When all our work is finished, the fire laid, bread set to rising in the cheese hut, the stove lit, table set, we go to walk in the meadow, smoke the short, thin, clove-perfumed cigars I’ve taken to of late. We speak of who knows how many things, always high-stepping the edges of her story, both of us regretting her candour, Gilda for her revelation, I for its weight. We light two more cigars and I am about to launch yet one more inane attempt at distraction when she says, ‘So, I was eight when Magdalena died. Or ran away. And to the old aunt’s wintering life, I was a burden. She had no taste for the vigil it would want to keep me from echoing the disgraces of my mother. The disgraces of Magdalena. It was to the orphanage of Sant’ Eufemia where I would go, the aunt decided. The nuns would shape me. They would protect me.’
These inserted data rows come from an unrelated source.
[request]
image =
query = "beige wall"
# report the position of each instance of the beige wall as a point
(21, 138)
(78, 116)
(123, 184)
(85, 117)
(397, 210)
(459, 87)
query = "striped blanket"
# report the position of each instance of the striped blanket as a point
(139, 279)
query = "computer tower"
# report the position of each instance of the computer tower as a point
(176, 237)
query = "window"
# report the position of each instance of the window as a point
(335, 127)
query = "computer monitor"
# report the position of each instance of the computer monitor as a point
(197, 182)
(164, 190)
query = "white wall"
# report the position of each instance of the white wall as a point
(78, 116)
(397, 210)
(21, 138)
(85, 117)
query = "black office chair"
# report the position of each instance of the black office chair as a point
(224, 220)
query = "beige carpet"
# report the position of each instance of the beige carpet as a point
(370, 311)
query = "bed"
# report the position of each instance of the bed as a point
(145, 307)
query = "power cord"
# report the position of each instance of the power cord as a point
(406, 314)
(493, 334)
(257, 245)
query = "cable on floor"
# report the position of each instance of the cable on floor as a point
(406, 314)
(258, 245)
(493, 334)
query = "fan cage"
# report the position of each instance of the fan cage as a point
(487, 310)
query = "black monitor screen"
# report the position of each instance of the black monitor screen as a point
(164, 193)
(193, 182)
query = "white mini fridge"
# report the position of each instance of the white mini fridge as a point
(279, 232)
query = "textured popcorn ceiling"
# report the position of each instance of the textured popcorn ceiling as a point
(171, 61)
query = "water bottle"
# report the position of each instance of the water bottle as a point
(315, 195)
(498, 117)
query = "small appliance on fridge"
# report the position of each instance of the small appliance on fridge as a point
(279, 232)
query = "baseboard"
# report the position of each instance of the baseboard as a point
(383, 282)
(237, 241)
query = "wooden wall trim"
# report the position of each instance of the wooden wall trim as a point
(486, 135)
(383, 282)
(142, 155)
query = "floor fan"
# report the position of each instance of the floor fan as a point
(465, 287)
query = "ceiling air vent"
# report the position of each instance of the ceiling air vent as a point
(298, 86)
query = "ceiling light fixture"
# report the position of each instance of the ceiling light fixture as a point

Gilda giggles then, a girlish laugh rare to her and an overture, I think, to a pleasant turn in the story. We wander back toward the rustico, stop to sit on the stones of the sheepfold wall and Gilda takes my hand, turns it palm up as though to read its lines but rather she presses her own against it. To the millimetre, our hands are the same size. ‘You’re the first full-grown woman I’ve known with hands small as mine.’ From Miranda, I think Gilda already knows something of my own shaping by the nuns.
‘I would learn much later that half the aunt’s pension opened the doors if not the hearts of the Sisters of Mercy to me. And – not to be outdone – the priests who came to say mass each morning in the convent opened the black bone buttons of their serge trousers to me as well. I punizioni. Punishments. As standard on the curriculum as vespers, the punishments were the inviolate and holy fathers’ historical if not just desserts, sacred spoils of their office. Though the ordeals were meted out upon only the youngest and prettiest of the little girls, all of the boys of Sant’ Eufemia were subject to the holy fathers’ summons. The boys were fewer in number and so were punished with a gruesome constancy. But there were so many of us girls under ten – ten seeming to be the maximum age of the girls who piqued the priests’ lust – that our turns in the sacristy before or after mass came about rarely enough.
‘But the punishments were only one of the ways to suffer at Sant’ Eufemia: the everyday hunger and weariness, being cold, being hot, being alone … There were worse torments than being made to stand and watch while one priest or another set about his feats by himself or with the aid of one of the boys. They rarely touched us, we girls. I would look where I was commanded to look but I developed a sort of open-eyed blindness. I could look without seeing. I still do that.’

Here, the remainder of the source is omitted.